Megan nodded. "Right, gotcha."

They took turns carrying Megan's belongings up stairs. That way they didn't have to keep locking and unlocking doors. It also ensured that there were no collisions. They piled the cartons up in the spare bedroom, so there would be room to put furniture in the living room.

When they finished, Charlie and Larry poked their heads in the master bedroom. There was a queen sized bed with a bookcase headboard, a comfortable looking chair next to a reading lamp and an end table with a television on it.

"This came out nicely," Larry said admiring the Wedgwood blue and Navajo white paint job.

"Nice furniture," Charlie added. "I could build you an entertainment center in the corner."

Megan beamed. "That would be great, Charlie."

"What else do you need…?" Larry murmured studying the room. "Anything besides the bookcases? And how many bookcases do you want?"

They went through the condo making notes of where they could build in more storage space.

"Guys," Don said. "You're getting way too ambitious here. You're not going to finish this all today."

Megan shrugged. "That'll spread the cost out over several months, then."

"Right, well, you mind if I check the news while you measure? I'd only be in the way, anyhow."

Charlie opened his mouth, but whatever he intended to say went unsaid as Don glared at him. So he just grinned at his older brother instead.

"Sure," Megan said, waving at the master bedroom. "Help yourself."

Don vanished.

"Nice of you two to come back here after your last bad experience," Megan said to Larry and Charlie.

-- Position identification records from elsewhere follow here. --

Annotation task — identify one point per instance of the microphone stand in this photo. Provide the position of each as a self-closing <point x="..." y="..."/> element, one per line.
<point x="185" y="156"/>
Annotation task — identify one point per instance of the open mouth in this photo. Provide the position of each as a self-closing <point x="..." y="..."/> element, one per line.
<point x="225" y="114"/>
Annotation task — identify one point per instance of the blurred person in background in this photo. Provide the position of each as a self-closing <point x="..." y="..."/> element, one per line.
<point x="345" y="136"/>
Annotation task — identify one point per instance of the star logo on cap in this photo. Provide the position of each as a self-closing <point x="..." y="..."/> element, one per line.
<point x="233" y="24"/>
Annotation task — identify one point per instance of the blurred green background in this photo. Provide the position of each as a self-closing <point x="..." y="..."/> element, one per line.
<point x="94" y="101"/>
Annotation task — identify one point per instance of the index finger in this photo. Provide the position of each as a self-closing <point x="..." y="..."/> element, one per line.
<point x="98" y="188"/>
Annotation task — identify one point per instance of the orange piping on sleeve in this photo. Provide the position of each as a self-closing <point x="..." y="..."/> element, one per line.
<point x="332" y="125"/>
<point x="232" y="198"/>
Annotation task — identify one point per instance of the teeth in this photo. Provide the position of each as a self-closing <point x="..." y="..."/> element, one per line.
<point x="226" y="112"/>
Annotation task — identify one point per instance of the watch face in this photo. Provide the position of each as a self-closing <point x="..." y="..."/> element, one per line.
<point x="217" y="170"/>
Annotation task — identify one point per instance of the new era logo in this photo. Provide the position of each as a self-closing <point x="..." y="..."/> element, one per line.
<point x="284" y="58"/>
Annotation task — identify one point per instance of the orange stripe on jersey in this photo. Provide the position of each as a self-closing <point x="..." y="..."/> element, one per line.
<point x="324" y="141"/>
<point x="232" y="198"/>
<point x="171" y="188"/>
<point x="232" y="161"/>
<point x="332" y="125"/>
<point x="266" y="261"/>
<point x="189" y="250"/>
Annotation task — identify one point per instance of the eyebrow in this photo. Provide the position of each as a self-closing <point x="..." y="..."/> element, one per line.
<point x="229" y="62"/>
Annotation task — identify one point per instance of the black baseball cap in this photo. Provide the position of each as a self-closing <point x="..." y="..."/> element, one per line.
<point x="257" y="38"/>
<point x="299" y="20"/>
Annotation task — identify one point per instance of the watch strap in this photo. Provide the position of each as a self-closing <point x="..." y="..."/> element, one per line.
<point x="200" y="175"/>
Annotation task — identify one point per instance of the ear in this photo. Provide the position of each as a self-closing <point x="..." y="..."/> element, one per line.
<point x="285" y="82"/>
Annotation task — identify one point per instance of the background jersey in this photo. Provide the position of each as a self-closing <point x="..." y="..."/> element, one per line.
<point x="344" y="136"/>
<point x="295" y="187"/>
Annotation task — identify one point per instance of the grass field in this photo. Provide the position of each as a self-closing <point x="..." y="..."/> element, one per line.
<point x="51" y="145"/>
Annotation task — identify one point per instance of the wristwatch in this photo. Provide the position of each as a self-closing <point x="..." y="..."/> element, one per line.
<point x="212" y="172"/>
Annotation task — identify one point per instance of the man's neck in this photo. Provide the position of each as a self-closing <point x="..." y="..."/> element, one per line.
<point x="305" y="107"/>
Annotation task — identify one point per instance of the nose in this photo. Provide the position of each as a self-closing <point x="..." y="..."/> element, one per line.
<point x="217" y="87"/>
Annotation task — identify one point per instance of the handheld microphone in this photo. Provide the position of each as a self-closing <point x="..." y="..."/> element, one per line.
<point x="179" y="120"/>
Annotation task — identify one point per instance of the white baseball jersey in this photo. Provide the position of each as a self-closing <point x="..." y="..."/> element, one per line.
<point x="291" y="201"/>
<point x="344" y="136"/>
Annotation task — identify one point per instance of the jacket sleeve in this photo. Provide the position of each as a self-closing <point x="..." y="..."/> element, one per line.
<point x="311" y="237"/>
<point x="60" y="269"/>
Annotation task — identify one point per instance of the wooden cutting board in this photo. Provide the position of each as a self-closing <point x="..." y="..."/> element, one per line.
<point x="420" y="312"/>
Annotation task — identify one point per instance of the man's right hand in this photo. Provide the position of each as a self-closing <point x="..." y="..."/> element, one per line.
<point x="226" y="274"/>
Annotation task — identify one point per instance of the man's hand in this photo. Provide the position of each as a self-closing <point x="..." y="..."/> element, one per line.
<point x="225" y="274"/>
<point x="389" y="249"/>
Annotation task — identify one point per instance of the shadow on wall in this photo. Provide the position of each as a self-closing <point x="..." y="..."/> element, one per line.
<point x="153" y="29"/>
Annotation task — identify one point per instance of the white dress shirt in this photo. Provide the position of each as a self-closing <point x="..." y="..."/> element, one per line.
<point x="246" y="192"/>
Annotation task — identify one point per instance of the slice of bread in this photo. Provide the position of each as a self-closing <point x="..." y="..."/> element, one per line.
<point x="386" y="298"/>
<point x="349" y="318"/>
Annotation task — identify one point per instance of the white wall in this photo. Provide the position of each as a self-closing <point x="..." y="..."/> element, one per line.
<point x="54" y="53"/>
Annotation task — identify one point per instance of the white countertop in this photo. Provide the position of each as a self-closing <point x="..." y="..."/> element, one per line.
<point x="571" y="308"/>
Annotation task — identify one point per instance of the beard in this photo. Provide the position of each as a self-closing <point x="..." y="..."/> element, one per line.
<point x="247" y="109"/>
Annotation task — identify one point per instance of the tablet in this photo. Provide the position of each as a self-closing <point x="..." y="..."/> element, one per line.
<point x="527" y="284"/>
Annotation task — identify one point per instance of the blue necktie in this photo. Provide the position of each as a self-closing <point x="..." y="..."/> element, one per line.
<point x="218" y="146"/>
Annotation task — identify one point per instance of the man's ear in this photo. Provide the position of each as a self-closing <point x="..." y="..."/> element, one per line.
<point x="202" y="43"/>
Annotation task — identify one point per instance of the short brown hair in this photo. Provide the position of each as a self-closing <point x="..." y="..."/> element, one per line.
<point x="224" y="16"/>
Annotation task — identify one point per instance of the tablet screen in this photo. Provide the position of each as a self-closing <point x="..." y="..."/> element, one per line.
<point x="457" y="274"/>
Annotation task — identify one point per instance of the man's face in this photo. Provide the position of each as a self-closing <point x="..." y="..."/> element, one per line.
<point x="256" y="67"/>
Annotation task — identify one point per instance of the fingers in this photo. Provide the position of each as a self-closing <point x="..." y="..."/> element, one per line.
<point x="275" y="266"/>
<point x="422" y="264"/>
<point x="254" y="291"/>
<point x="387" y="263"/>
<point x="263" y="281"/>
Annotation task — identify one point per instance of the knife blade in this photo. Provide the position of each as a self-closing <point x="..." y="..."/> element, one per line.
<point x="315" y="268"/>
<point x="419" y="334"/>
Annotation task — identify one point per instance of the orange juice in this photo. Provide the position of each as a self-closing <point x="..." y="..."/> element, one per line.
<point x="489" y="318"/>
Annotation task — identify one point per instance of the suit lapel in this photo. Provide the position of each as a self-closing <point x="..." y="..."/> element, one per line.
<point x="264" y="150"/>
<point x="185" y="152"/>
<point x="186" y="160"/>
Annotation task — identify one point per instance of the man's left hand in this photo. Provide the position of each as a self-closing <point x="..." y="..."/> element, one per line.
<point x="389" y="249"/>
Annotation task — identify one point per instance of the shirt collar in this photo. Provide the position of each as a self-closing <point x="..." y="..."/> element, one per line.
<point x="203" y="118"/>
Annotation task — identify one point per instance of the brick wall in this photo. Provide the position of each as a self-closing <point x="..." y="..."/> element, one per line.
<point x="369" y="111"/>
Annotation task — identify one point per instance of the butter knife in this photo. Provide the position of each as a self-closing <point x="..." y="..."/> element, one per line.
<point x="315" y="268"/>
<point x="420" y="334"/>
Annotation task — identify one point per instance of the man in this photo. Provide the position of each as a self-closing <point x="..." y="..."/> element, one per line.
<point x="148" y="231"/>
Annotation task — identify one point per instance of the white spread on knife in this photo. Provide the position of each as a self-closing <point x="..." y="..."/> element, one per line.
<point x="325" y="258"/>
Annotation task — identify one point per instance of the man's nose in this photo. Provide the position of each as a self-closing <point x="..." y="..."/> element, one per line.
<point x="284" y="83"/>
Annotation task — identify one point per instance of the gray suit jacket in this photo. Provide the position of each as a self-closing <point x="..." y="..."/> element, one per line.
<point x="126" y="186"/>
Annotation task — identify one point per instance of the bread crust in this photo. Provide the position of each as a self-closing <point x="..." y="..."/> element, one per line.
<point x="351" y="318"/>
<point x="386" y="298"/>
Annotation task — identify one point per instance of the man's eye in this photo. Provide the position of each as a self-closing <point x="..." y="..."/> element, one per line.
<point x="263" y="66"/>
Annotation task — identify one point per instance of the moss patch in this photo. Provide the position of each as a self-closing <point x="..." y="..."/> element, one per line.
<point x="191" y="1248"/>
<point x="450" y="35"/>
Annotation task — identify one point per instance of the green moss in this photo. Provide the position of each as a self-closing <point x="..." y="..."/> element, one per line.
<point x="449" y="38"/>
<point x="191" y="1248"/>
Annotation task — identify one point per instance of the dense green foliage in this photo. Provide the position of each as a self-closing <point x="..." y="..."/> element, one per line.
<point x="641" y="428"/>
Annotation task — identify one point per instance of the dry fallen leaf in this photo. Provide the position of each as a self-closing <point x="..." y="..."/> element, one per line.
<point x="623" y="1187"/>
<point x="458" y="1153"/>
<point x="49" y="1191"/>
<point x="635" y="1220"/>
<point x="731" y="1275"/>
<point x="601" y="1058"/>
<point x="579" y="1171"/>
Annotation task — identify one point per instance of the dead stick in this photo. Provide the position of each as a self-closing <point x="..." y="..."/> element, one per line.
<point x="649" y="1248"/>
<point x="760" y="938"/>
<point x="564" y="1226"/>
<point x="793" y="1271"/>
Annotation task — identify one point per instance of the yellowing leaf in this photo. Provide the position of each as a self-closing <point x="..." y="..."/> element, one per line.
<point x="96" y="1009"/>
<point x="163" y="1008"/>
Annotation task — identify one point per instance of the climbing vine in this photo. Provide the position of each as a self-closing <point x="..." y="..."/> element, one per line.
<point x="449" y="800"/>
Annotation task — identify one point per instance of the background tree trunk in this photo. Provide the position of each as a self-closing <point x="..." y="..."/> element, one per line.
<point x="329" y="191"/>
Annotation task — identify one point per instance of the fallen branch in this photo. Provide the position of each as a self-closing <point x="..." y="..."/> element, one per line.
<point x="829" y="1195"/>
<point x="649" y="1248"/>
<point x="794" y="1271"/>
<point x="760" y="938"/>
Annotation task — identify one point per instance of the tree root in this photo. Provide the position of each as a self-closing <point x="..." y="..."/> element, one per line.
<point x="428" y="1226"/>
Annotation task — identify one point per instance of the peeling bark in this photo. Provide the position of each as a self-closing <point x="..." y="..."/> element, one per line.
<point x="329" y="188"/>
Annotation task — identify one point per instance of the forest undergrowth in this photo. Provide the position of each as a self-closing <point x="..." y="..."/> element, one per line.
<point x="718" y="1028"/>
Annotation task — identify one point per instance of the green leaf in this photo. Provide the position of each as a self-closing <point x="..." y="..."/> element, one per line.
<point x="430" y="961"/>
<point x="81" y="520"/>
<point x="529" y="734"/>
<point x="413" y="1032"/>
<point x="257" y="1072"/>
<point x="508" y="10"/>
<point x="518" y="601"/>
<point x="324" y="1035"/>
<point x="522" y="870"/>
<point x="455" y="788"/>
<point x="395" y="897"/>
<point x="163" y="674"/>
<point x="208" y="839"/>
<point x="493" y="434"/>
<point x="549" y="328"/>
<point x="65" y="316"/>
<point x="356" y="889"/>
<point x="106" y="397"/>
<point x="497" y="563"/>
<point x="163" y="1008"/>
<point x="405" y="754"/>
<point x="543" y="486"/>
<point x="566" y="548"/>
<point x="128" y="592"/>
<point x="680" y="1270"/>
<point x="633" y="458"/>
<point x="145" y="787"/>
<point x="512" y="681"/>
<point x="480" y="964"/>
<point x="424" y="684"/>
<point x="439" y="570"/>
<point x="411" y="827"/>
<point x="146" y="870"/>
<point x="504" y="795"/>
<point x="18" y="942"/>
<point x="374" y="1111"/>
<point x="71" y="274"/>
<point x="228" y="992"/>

"Well, it couldn't happen twice, could it?" Charlie said.

"Yes, actually, it could," Megan said.

At the same time, Don yelled from the master bedroom. "Hellyah!"

"We'll be more careful from now on," Charlie promised.

"You'd better be!" Don yelled.

"You're not nervous about your belongings?" Larry asked.

Megan shrugged. "I don't own that much," she said. "And who's going to break in to steal my collection of classic Nancy Drew books, anyway?"

She almost bit her tongue when she said that. But instead of raking her over the coals, the boys looked impressed.

Don appeared in the doorway. "You have Nancy Drew? Mom loved that series." He looked at Charlie. "Do we still have those?"

"How often do we actually throw things away?" Charlie asked dryly. "They're boxed up in the garage behind my Princeton textbooks, Dad's Dodger media guides and the other classic books… Hardy Boys, Three Investigators, Rick Brant..."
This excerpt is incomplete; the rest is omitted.